Elle s’est convertie à la critique d’art, d’abord pour Scènes d’Azur puis d’autres titres, nombreux, et elle continue parce que « ça (lui) plaît  » et « parce que les neurones ont besoin de faire de la gymnastique. Certains jouent au Scrabble ou font des mots croisés moi je me suis dit que c’était mieux d’écrire des articles. (…) Les montées des marches, cela ne m’intéresse pas.
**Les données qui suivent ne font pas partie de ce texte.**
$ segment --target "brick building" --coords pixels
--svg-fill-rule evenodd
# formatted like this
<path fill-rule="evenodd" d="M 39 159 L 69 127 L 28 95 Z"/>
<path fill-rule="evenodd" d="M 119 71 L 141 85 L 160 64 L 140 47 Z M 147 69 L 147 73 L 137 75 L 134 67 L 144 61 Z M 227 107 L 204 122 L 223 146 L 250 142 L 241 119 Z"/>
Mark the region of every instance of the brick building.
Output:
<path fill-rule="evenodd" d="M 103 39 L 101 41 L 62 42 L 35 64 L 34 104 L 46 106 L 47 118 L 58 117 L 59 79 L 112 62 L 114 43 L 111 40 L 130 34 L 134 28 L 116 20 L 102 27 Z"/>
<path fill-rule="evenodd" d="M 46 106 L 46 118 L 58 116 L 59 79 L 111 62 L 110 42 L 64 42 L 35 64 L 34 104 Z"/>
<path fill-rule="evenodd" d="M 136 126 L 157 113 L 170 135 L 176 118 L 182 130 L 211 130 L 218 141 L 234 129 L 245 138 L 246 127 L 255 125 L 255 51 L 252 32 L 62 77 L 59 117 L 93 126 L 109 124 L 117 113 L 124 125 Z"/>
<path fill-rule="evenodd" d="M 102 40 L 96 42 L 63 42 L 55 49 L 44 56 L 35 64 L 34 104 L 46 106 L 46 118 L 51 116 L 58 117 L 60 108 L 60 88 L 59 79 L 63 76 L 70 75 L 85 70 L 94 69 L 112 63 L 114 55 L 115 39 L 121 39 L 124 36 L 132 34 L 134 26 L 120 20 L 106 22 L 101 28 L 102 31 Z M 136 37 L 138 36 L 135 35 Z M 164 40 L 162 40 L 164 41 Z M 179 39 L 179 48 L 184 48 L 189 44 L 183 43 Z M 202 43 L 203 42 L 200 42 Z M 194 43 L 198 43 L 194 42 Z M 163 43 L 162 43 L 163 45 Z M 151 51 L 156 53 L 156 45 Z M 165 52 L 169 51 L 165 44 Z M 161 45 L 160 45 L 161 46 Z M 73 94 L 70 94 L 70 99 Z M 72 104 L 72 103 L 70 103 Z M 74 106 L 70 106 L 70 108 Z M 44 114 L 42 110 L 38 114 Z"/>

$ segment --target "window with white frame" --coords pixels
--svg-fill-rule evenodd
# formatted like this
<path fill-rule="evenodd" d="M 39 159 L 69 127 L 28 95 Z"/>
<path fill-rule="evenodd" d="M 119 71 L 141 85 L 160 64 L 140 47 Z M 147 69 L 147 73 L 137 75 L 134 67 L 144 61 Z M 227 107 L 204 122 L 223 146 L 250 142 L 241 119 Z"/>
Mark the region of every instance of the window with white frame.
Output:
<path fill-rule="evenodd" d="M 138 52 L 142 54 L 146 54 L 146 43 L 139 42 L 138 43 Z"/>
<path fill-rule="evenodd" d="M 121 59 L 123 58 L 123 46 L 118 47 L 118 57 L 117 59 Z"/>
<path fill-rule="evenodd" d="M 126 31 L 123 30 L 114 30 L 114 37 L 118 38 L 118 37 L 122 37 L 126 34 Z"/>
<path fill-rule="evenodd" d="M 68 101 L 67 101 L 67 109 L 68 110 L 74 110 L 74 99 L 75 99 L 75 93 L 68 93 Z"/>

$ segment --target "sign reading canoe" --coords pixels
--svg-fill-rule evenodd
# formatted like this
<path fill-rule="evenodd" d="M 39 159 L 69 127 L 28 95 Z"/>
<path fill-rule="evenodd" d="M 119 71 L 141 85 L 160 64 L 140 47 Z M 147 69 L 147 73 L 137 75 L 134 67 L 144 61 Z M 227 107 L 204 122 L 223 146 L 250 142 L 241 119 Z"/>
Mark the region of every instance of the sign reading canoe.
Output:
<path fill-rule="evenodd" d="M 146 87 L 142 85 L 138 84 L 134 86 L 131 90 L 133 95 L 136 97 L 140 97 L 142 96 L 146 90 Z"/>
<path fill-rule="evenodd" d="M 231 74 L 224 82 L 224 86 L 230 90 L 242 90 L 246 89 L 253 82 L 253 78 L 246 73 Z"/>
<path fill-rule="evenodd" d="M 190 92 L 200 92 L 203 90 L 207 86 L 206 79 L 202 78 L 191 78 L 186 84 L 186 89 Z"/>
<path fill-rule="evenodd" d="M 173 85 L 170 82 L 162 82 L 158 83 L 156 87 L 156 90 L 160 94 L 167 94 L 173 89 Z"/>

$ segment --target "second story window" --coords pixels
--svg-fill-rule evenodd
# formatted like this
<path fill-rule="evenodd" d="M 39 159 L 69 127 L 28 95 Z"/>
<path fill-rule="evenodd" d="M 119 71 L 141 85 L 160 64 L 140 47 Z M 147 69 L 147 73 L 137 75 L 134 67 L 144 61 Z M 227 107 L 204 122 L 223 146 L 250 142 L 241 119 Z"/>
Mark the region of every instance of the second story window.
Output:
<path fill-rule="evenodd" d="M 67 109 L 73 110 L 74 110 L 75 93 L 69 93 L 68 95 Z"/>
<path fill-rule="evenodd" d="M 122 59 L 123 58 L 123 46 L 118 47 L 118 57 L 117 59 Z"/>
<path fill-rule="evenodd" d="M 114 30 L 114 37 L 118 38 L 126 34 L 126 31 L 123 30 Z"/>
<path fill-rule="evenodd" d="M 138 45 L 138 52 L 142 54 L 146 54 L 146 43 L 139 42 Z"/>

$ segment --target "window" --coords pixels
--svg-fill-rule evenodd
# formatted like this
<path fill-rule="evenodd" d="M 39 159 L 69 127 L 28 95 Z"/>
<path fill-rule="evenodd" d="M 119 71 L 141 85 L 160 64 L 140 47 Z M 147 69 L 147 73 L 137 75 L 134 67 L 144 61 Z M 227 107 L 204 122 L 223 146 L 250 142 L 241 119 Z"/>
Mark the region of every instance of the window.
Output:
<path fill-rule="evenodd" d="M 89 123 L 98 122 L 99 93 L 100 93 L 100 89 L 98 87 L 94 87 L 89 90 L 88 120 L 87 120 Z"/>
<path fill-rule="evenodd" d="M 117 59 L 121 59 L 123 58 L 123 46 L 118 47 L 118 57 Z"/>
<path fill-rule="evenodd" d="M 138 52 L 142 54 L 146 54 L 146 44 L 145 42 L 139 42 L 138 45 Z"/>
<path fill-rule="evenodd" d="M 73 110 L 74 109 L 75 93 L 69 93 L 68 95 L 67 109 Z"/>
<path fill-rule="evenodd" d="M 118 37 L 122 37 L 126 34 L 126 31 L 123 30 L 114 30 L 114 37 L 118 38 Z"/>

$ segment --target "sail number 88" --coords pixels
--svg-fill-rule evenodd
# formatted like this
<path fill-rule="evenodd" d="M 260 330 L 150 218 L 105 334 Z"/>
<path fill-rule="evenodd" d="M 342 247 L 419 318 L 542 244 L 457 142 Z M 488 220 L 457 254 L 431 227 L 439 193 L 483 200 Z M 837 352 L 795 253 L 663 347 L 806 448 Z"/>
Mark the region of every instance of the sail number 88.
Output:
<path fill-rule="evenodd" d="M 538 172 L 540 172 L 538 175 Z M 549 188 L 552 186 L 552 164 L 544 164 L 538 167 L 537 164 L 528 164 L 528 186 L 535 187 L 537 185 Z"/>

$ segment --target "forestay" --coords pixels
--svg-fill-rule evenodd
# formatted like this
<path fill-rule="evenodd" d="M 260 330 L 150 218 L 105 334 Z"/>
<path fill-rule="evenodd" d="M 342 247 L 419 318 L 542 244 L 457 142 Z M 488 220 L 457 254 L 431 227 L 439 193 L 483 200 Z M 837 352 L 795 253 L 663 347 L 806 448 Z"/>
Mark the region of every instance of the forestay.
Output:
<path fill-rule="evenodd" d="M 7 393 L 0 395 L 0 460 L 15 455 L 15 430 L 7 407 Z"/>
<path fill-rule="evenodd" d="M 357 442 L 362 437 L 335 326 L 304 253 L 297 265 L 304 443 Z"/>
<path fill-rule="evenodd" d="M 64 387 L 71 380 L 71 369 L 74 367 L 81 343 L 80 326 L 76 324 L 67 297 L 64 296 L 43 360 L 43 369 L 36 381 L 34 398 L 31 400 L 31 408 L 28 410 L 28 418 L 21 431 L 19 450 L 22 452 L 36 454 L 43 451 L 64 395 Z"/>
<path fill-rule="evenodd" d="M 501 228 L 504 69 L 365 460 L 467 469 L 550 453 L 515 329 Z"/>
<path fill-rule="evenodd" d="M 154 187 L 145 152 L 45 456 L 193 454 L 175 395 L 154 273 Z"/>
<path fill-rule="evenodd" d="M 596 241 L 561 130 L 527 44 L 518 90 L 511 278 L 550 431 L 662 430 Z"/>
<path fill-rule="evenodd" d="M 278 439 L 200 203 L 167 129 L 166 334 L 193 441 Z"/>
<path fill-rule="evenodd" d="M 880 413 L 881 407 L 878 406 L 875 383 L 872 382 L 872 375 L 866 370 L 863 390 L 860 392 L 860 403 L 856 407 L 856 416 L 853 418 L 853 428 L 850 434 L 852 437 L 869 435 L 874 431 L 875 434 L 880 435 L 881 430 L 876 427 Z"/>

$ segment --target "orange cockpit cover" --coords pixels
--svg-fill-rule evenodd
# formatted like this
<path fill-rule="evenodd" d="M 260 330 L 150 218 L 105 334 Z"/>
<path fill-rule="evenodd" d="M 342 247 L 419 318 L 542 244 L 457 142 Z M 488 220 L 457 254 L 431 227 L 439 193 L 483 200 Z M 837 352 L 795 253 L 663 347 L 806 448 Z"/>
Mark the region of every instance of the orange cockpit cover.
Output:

Par contre, je vais aux conférences de presse ». Des souvenirs du Festival, elle en a beaucoup : d’une baie vitrée qui a cédé sous la pression de la foule pour assister à la projection d’un film de Wim Wenders à la tarte à la crème reçue en plein visage par Jean-Luc Godard, en 1985. Elle a très bien connu Freddy Buache, directeur de la cinémathèque suisse de 1951 à 1996, « très ami avec Godard et qui pendant longtemps a été le pape du Festival  ». Elle a également vécu cette période où les réalisateurs faisaient la promotion de leur film dans les rues de Cannes. « À l’époque il y avait deux grands cinémas rue d’Antibes et il y avait souvent le réalisateur qui disait ‘J’ai réalisé tel film, il va se jouer là, allez le voir’. Il racolait vraiment les passants dans la rue. Moi, toute contente, j’y allais ». Des décennies plus tard, les projections ont changé mais elle y va toujours.